The Russian soldiers did all that could or ought to have been done to attain an end worthy of the people, and half of them died in doing it. They are not to blame because other Russians, sitting in warm rooms at home, proposed that they should do the impossible.

All this strange discrepancy between the facts and the accounts of historians, so difficult to understand to-day, arises simply from this, that the historians wrote the history of the noble sentiments and fine speeches of various generals, and not the history of the events themselves.

They attach great consequence to the words of Miloradovitch, to the honours bestowed on this general or that, and the proposals made by them. But the question of the fifty thousand men who lay in the hospitals and graveyards does not even interest them, for it does not come within the scope of their researches.
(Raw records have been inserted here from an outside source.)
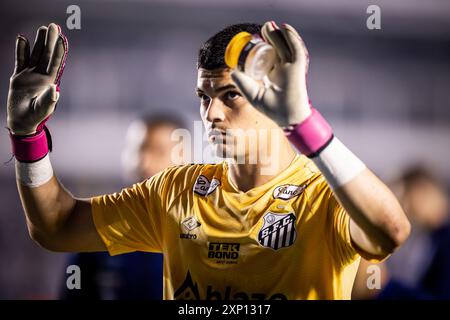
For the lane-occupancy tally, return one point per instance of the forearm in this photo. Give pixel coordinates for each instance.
(378, 224)
(47, 204)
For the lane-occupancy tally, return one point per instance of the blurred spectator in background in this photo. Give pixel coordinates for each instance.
(420, 269)
(137, 275)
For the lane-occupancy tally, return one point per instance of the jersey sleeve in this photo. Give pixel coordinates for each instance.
(341, 240)
(134, 218)
(338, 225)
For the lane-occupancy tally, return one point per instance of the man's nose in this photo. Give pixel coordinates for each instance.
(215, 112)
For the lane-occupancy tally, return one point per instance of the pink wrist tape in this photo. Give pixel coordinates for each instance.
(312, 135)
(31, 148)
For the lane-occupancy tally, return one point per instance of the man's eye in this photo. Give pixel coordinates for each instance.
(232, 95)
(203, 97)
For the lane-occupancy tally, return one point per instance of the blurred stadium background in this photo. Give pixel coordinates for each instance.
(386, 92)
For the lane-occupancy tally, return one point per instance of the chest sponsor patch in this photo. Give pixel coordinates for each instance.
(278, 230)
(288, 191)
(205, 187)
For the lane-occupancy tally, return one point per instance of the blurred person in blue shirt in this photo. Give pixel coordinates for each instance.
(137, 275)
(420, 269)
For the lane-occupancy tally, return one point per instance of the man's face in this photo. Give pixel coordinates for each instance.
(227, 116)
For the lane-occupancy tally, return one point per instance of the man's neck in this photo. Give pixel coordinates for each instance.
(247, 175)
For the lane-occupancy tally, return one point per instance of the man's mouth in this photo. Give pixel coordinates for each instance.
(216, 136)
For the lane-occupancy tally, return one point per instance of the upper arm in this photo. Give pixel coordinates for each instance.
(78, 233)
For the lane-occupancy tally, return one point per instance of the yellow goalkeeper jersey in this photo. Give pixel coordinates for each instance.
(286, 239)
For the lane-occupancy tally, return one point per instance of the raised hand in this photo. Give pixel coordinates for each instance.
(34, 85)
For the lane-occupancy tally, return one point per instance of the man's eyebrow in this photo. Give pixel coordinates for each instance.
(218, 90)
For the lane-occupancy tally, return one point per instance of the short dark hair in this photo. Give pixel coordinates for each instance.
(211, 53)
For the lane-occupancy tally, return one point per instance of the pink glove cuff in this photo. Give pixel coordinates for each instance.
(312, 135)
(31, 148)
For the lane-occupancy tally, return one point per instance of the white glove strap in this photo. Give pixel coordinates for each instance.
(338, 164)
(34, 174)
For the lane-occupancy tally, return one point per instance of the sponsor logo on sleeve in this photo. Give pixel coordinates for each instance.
(205, 187)
(288, 191)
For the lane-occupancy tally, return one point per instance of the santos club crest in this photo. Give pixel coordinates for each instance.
(278, 230)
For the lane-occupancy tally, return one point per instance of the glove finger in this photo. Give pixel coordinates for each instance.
(46, 102)
(22, 54)
(38, 46)
(249, 87)
(58, 59)
(50, 41)
(297, 47)
(272, 34)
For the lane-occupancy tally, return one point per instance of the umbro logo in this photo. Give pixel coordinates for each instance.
(189, 224)
(205, 187)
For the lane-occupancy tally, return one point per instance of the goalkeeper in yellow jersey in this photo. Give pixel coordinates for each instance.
(265, 223)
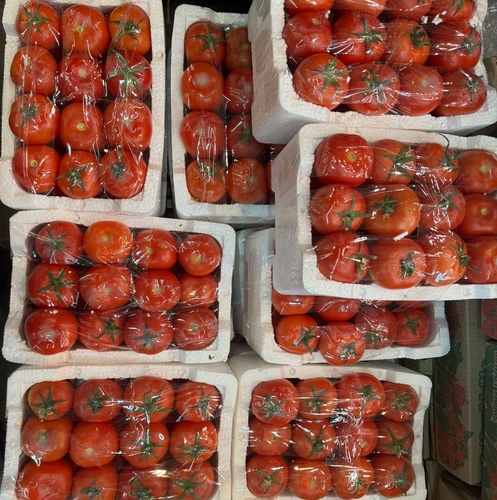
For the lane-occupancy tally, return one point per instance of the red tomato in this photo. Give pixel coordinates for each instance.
(321, 79)
(98, 400)
(343, 159)
(59, 242)
(78, 175)
(51, 330)
(34, 119)
(37, 23)
(129, 27)
(195, 329)
(84, 29)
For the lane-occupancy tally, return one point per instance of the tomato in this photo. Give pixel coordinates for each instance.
(407, 42)
(197, 401)
(477, 171)
(81, 127)
(37, 23)
(199, 254)
(44, 481)
(309, 479)
(45, 440)
(447, 257)
(360, 395)
(195, 328)
(78, 175)
(202, 134)
(148, 398)
(397, 264)
(93, 444)
(50, 400)
(464, 92)
(413, 327)
(321, 79)
(106, 286)
(122, 173)
(33, 70)
(101, 330)
(97, 400)
(483, 265)
(393, 476)
(454, 45)
(421, 90)
(401, 401)
(84, 29)
(306, 33)
(128, 124)
(204, 42)
(343, 159)
(193, 442)
(95, 482)
(129, 28)
(266, 476)
(342, 256)
(275, 402)
(34, 119)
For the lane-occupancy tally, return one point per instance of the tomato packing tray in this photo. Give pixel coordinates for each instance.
(151, 200)
(259, 330)
(250, 370)
(295, 263)
(278, 112)
(185, 206)
(15, 348)
(218, 375)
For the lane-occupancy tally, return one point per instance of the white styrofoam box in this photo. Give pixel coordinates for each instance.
(185, 206)
(278, 112)
(295, 265)
(151, 201)
(259, 331)
(15, 348)
(251, 370)
(23, 378)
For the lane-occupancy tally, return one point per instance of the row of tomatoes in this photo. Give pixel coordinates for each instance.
(321, 436)
(103, 437)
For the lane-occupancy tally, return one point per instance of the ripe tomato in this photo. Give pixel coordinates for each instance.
(129, 27)
(98, 400)
(45, 440)
(266, 476)
(34, 119)
(81, 127)
(360, 395)
(101, 330)
(193, 442)
(321, 79)
(45, 481)
(199, 254)
(93, 444)
(84, 29)
(50, 400)
(343, 159)
(195, 329)
(197, 401)
(106, 286)
(275, 402)
(78, 175)
(37, 23)
(413, 327)
(51, 330)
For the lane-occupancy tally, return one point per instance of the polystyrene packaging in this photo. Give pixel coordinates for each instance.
(145, 310)
(263, 456)
(119, 465)
(100, 146)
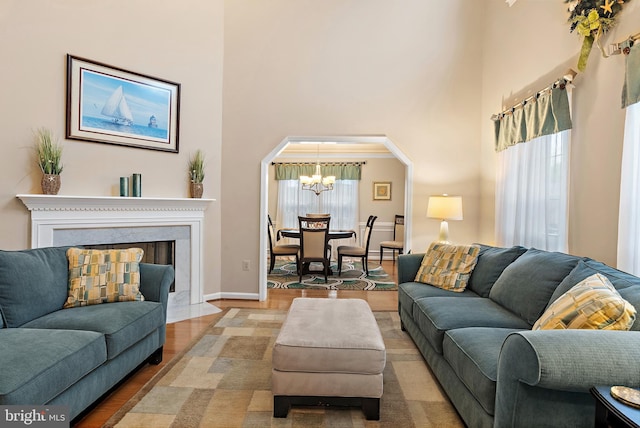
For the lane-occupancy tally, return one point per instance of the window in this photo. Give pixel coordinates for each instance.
(532, 193)
(629, 217)
(341, 202)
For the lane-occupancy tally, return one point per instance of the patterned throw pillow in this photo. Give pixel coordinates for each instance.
(448, 266)
(593, 303)
(103, 276)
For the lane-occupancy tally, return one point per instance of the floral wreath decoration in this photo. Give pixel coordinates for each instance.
(591, 19)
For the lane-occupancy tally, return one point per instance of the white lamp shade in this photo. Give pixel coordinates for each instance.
(444, 207)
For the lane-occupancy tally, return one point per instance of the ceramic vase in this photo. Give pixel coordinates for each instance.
(196, 190)
(50, 184)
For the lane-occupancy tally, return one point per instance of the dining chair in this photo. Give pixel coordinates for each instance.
(280, 250)
(314, 240)
(361, 252)
(318, 215)
(398, 239)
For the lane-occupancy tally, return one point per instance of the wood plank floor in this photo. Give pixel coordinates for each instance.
(180, 334)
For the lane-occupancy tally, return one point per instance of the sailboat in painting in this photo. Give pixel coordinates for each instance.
(117, 108)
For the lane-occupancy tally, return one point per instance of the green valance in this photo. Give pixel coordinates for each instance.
(342, 171)
(545, 114)
(631, 88)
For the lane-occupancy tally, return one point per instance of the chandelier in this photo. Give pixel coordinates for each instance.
(317, 183)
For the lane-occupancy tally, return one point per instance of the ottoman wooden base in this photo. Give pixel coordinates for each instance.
(370, 406)
(328, 352)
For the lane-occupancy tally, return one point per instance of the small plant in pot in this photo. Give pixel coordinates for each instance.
(49, 154)
(196, 173)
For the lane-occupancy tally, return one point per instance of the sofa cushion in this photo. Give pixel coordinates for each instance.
(473, 354)
(408, 292)
(123, 324)
(593, 304)
(33, 283)
(39, 364)
(103, 276)
(627, 285)
(436, 315)
(491, 262)
(526, 285)
(448, 266)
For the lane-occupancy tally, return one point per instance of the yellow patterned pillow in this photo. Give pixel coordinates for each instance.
(103, 276)
(593, 303)
(448, 266)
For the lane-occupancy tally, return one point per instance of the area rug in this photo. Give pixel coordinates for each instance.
(284, 275)
(223, 379)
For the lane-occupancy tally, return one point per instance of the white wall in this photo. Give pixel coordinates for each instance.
(528, 46)
(304, 67)
(177, 41)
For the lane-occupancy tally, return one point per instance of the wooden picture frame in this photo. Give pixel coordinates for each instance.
(381, 190)
(106, 104)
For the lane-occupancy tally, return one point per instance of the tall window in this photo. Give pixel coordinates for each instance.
(532, 182)
(532, 193)
(629, 214)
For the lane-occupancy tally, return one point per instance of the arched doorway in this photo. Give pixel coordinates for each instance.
(264, 190)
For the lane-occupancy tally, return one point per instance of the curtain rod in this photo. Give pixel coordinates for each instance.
(560, 83)
(616, 49)
(321, 163)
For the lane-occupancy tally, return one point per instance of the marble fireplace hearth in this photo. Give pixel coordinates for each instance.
(87, 220)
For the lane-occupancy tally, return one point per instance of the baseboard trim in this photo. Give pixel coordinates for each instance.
(235, 296)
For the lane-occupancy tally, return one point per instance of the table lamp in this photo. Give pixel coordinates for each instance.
(444, 207)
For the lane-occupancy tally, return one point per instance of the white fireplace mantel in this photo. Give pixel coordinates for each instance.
(61, 220)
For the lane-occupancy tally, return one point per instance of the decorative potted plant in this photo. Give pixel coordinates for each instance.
(49, 155)
(196, 173)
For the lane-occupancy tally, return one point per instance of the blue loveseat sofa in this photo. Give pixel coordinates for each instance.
(71, 357)
(494, 368)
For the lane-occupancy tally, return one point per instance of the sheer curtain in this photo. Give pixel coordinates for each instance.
(532, 179)
(532, 193)
(629, 215)
(341, 203)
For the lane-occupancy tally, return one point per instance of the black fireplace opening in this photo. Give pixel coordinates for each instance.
(155, 252)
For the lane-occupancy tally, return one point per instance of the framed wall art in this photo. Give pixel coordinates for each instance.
(106, 104)
(381, 190)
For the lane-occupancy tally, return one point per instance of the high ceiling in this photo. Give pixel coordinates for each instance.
(333, 149)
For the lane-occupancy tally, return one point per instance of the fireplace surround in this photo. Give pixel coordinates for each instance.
(58, 220)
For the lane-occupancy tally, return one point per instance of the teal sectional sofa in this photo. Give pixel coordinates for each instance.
(72, 357)
(494, 368)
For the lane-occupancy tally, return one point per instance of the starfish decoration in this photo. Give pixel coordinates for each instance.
(607, 6)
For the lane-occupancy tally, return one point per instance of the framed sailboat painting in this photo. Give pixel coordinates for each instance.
(110, 105)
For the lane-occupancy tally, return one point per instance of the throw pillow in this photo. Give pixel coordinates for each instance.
(448, 266)
(593, 304)
(103, 276)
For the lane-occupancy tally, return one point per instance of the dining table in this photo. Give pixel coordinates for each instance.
(333, 234)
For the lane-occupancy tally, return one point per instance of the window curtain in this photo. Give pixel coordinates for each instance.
(532, 183)
(629, 213)
(342, 171)
(341, 203)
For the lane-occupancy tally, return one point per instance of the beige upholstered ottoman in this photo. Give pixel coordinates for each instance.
(328, 352)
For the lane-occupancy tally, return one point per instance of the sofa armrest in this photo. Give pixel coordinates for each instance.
(545, 376)
(571, 360)
(155, 281)
(408, 266)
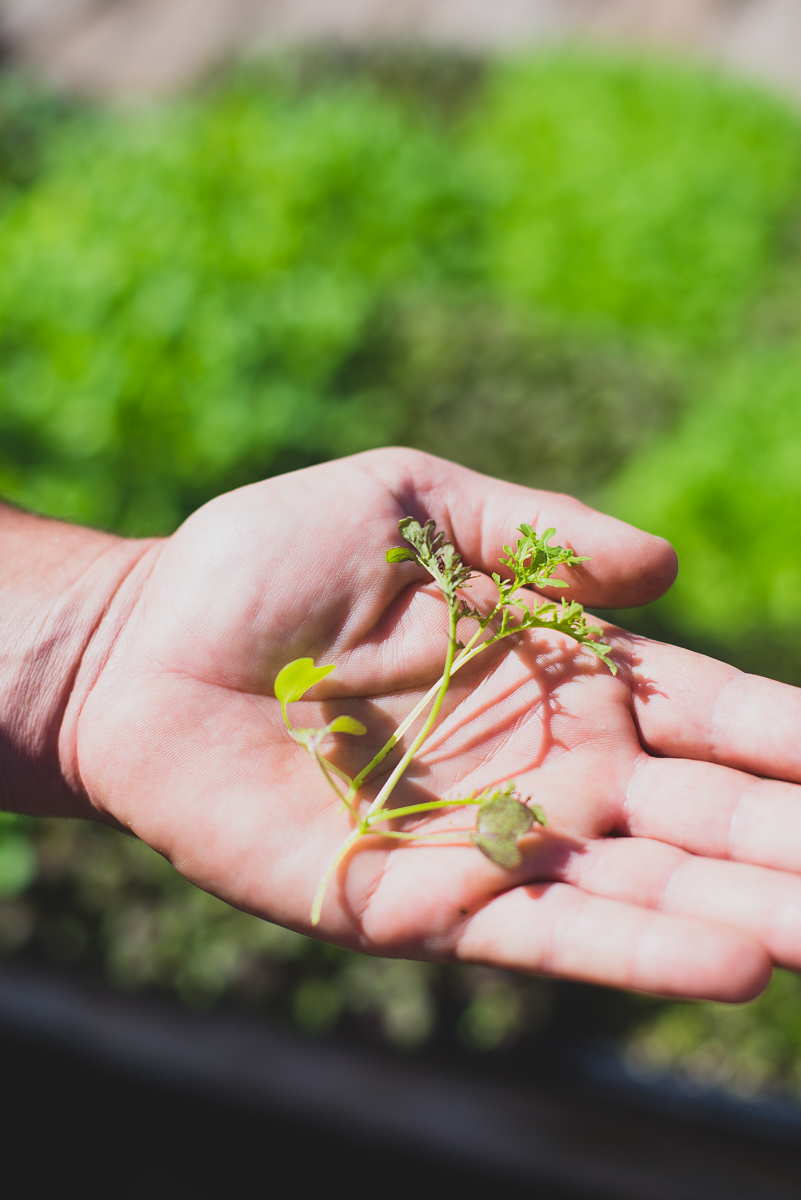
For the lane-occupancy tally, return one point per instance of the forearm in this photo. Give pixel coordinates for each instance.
(65, 592)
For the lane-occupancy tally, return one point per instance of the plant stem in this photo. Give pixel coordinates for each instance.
(326, 767)
(389, 787)
(428, 807)
(319, 895)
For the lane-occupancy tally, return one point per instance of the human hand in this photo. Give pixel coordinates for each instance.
(667, 865)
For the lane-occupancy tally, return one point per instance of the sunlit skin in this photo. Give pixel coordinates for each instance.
(668, 864)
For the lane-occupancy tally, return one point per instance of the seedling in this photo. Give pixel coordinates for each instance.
(504, 816)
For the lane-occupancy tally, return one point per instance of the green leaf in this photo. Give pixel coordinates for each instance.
(503, 820)
(401, 555)
(347, 725)
(296, 678)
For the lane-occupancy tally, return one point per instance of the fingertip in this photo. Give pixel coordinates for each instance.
(724, 965)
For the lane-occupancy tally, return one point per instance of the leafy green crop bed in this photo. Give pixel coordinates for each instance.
(576, 271)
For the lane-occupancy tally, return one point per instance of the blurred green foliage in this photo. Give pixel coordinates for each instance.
(640, 197)
(572, 270)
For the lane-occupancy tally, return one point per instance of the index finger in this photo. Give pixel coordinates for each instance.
(627, 567)
(688, 706)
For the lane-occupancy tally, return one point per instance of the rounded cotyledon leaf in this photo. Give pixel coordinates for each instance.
(296, 678)
(503, 820)
(347, 725)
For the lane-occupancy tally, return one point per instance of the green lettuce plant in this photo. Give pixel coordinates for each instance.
(504, 816)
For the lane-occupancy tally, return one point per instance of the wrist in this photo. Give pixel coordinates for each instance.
(65, 594)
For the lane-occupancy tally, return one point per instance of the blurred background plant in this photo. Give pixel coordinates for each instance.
(579, 271)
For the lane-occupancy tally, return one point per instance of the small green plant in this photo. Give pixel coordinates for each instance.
(504, 816)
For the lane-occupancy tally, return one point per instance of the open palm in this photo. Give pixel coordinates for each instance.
(668, 861)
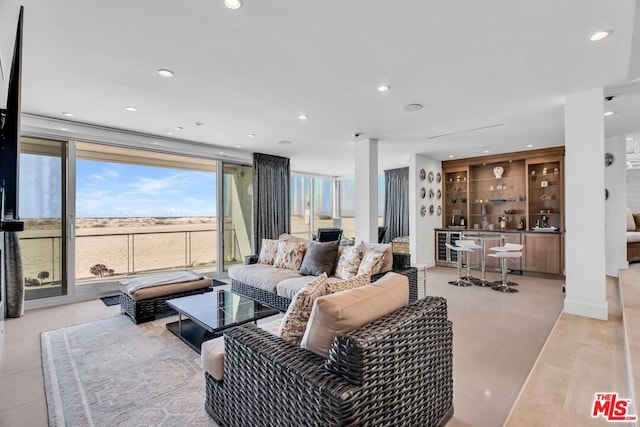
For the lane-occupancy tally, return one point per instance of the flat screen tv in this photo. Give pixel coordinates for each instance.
(10, 140)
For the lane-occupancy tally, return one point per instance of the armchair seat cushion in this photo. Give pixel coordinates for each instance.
(338, 313)
(262, 276)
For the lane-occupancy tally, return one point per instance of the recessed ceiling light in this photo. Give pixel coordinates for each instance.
(412, 107)
(165, 73)
(599, 36)
(232, 4)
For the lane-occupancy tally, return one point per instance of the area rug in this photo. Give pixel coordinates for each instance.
(114, 373)
(109, 301)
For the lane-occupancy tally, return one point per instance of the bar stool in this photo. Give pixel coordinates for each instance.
(508, 247)
(469, 244)
(459, 250)
(503, 256)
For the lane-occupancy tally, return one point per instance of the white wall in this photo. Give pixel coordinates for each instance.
(615, 207)
(633, 189)
(421, 228)
(585, 257)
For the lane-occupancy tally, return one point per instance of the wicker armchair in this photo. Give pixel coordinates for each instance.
(396, 370)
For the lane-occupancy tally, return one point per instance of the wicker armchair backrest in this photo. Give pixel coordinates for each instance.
(406, 339)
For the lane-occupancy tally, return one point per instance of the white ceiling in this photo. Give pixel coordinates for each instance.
(471, 64)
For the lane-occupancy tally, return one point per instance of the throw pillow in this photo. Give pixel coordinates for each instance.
(337, 314)
(319, 258)
(295, 319)
(289, 255)
(371, 262)
(349, 262)
(383, 248)
(268, 251)
(354, 282)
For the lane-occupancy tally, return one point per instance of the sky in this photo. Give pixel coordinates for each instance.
(106, 189)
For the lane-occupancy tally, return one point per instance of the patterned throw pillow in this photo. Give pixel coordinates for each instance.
(371, 262)
(349, 262)
(295, 319)
(289, 256)
(268, 251)
(354, 282)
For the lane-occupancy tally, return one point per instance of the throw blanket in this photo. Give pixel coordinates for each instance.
(135, 284)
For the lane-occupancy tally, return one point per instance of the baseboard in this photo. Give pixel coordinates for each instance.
(600, 312)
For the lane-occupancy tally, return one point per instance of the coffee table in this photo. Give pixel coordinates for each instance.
(207, 315)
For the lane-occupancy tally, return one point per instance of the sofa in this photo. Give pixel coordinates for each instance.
(274, 286)
(392, 370)
(633, 236)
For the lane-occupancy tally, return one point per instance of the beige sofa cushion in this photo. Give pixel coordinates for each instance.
(261, 276)
(295, 319)
(290, 255)
(341, 312)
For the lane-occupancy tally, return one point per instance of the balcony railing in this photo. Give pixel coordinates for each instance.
(125, 253)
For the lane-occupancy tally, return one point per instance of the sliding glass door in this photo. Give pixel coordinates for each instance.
(43, 207)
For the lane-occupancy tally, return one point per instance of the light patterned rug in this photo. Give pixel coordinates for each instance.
(114, 373)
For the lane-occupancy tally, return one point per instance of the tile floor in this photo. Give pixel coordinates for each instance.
(497, 338)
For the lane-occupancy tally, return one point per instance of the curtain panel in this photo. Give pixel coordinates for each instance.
(271, 197)
(396, 203)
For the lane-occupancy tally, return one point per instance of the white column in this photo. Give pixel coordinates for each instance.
(615, 177)
(585, 257)
(366, 186)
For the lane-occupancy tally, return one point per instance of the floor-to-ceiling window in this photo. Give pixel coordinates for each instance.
(236, 222)
(42, 206)
(141, 211)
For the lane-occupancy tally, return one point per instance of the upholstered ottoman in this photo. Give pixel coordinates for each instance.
(145, 298)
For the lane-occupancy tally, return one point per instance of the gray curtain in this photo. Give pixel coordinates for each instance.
(396, 203)
(14, 276)
(271, 197)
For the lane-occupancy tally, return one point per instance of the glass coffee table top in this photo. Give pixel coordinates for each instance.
(208, 314)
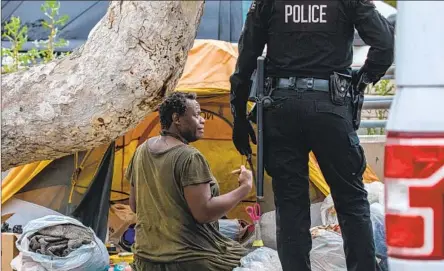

And yet we have but to turn away from researches among the reports and plans of the generals, and to look into the movements of those hundred thousand men who took direct immediate part in the events; and all the questions that seemed insoluble before can be readily and certainly explained with extraordinary ease and simplicity.

The plan of cutting off Napoleon and his army never existed save in the imagination of some dozen men. It could not have existed because it was absurd and could not be carried out.

The people had a single aim: to clear their country of the invaders. That aim was effected primarily of itself, since the French were flying, and all that was necessary was not to check their flight. It was promoted, too, by the irregular warfare kept up by the people destroying the French army piecemeal; and thirdly, by the great Russian army following in the rear of the French, ready to use force in case there were any pause in their retreat.

The Russian army had to act as a whip urging on a fleeing animal. And the experienced driver knew that it was better to keep the whip raised as a menace than to bring it down on the creature’s back.